15. PEGylowany di-(modyfikowany Fab) według zastrz. 13 lub 14, w którym każda cząsteczka mPEG ma masę cząsteczkową wynoszącą około 20000 Da.

16. Sekwencja DNA, która koduje łańcuch ciężki i/lub lekki cząsteczki przeciwciała określonej w dowolnym z zastrz. 1 do 6.

17. Wektor do klonowania lub ekspresyjny zawierający sekwencję DNA określoną w zastrz. 16.

18. Wektor ekspresyjny dla E. coli obejmujący sekwencję DNA określoną w zastrz. 16.

19. Wektor ekspresyjny dla E. coli według zastrz. 18, który stanowi pTTOD(CDP791).

20. Komórka gospodarza stransformowana wektorem określonym w dowolnym z zastrz. 17 do 19.

21. Sposób wytwarzania cząsteczki przeciwciała określonej w dowolnym z zastrz. 1 do 6, znamienny tym, że obejmuje hodowanie komórki gospodarza określonej w zastrz. 20 i izolowanie cząsteczki przeciwciała.

22. Sposób wytwarzania cząsteczki przeciwciała określonej w dowolnym z zastrz. 1 do 6, znamienny tym, że obejmuje hodowanie E. coli zawierającego wektor ekspresyjny określony w zastrz. 18 lub 19 i izolowanie cząsteczki przeciwciała.

23. Sposób według zastrz. 22, znamienny tym, że cząsteczka przeciwciała jest wprowadzana do periplazmy.

24. Kompozycja terapeutyczna lub diagnostyczna, znamienna tym, że obejmuje cząsteczkę przeciwciała określoną w dowolnym z zastrz. 1 do 6 lub związek określony w dowolnym z zastrz. 7 do 15.

PL 208 848 B1

25. Cząsteczka przeciwciała określona w dowolnym z zastrz. 1 do 6, wykazująca swoistość wobec ludzkiego KDR albo związek określony w dowolnym z zastrz. 7 do 15 do zastosowania w leczeniu stanów patologicznych, w które zaangażowane są VEGF i/lub KDR.
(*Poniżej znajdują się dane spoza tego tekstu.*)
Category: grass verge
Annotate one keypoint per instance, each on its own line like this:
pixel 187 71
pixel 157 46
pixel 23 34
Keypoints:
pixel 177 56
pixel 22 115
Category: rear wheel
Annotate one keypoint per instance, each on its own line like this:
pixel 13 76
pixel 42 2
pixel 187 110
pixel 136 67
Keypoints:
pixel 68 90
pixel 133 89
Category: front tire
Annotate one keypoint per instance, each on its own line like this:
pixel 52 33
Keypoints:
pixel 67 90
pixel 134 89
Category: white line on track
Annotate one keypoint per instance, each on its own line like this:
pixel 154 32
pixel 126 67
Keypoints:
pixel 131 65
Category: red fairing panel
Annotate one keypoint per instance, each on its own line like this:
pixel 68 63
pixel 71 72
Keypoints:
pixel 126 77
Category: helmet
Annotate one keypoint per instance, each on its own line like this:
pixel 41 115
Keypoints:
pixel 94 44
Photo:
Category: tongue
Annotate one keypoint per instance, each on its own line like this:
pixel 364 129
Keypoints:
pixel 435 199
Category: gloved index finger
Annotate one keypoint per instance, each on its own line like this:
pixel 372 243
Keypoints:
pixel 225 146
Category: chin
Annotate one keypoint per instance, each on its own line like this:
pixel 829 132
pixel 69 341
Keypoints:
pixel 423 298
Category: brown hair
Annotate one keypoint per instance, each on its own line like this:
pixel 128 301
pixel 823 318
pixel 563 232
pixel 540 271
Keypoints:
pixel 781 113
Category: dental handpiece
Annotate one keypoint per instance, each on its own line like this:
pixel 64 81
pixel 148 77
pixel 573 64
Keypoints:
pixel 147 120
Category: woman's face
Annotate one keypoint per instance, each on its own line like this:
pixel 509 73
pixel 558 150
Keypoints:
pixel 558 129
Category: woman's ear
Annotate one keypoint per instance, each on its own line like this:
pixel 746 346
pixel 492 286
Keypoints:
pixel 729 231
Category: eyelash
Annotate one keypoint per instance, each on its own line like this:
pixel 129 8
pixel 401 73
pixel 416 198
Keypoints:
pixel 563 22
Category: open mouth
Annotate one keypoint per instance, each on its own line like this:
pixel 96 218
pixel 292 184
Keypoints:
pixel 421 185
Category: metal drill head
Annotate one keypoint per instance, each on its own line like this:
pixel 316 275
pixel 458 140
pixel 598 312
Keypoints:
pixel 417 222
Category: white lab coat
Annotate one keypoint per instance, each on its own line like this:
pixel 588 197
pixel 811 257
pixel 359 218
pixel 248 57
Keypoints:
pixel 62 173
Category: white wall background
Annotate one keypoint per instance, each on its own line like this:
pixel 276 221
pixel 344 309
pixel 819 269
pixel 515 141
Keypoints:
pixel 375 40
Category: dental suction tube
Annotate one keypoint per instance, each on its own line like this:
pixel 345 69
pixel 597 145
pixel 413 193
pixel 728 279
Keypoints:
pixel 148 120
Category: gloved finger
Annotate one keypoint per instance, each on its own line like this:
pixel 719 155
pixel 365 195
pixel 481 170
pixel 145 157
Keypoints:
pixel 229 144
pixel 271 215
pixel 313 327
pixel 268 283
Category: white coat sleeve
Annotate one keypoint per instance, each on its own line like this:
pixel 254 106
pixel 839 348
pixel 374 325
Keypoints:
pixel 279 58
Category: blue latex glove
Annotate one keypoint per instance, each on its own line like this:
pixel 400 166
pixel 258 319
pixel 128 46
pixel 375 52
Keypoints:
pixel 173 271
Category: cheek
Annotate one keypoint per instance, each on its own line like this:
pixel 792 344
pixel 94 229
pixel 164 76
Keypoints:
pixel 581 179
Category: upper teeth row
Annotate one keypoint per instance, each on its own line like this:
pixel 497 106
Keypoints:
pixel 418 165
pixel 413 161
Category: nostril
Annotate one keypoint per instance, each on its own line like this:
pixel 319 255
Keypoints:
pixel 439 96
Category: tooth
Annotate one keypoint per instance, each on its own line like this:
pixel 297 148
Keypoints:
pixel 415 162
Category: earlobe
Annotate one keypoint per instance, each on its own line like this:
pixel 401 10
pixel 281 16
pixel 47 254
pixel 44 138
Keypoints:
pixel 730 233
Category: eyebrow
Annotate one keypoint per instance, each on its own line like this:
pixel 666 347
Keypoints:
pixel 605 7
26. Cząsteczka przeciwciała lub związek jak określono w zastrz. 25 do zastosowania w leczeniu zapalenia, łuszczycy, reumatoidalnego zapalenia stawów oraz wzrostu nowotworu lub przerzutów.
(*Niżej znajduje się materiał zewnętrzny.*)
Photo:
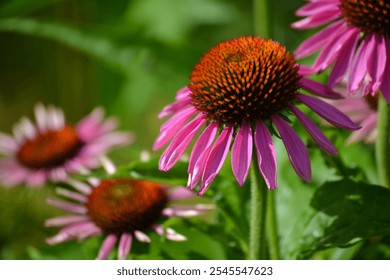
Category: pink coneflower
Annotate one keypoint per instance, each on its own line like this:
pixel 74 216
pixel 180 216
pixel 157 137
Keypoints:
pixel 362 111
pixel 120 209
pixel 356 42
pixel 53 148
pixel 245 89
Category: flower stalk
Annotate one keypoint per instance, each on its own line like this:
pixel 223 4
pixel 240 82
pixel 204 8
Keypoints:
pixel 257 240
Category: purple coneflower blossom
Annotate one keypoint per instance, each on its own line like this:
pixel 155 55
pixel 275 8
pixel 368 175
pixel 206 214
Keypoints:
pixel 362 110
pixel 242 91
pixel 120 209
pixel 51 148
pixel 356 42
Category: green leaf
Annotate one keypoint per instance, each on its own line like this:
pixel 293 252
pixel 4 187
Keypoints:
pixel 348 212
pixel 94 45
pixel 169 21
pixel 18 7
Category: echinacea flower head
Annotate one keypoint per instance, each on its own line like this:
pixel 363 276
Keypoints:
pixel 242 91
pixel 52 148
pixel 363 111
pixel 356 42
pixel 121 210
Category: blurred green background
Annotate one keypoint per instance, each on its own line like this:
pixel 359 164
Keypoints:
pixel 131 56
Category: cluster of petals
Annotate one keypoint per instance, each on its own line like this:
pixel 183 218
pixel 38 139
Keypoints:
pixel 361 58
pixel 79 225
pixel 362 113
pixel 97 135
pixel 212 146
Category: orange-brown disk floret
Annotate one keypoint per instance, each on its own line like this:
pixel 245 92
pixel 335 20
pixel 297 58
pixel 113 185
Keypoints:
pixel 49 149
pixel 245 79
pixel 125 205
pixel 370 16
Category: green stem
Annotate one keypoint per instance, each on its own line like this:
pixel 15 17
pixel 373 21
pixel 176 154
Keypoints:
pixel 382 142
pixel 257 242
pixel 272 229
pixel 261 18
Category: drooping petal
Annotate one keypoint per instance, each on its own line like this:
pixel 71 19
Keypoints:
pixel 182 100
pixel 180 194
pixel 377 64
pixel 216 158
pixel 200 153
pixel 168 233
pixel 313 8
pixel 65 220
pixel 178 145
pixel 72 195
pixel 124 246
pixel 315 132
pixel 331 51
pixel 368 125
pixel 319 89
pixel 242 153
pixel 328 112
pixel 172 126
pixel 266 156
pixel 106 247
pixel 142 237
pixel 344 59
pixel 358 69
pixel 316 20
pixel 296 149
pixel 187 210
pixel 67 206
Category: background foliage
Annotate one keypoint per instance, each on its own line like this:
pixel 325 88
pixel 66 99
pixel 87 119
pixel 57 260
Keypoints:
pixel 131 56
27. Zastosowanie cząsteczki przeciwciała określonej w dowolnym z zastrz. 1 do 6, wykazującej swoistość wobec ludzkiego KDR, albo związku określonego w dowolnym z zastrz. 7 do 15 do wytwarzania leku do leczenia stanów patologicznych, w które zaangażowane są VEGF i/lub KDR.

28. Zastosowanie według zastrz. 27, znamienne tym, że stanem patologicznym jest zapalenie, łuszczyca, reumatoidalne zapalenie stawów oraz wzrost nowotworu lub przerzuty.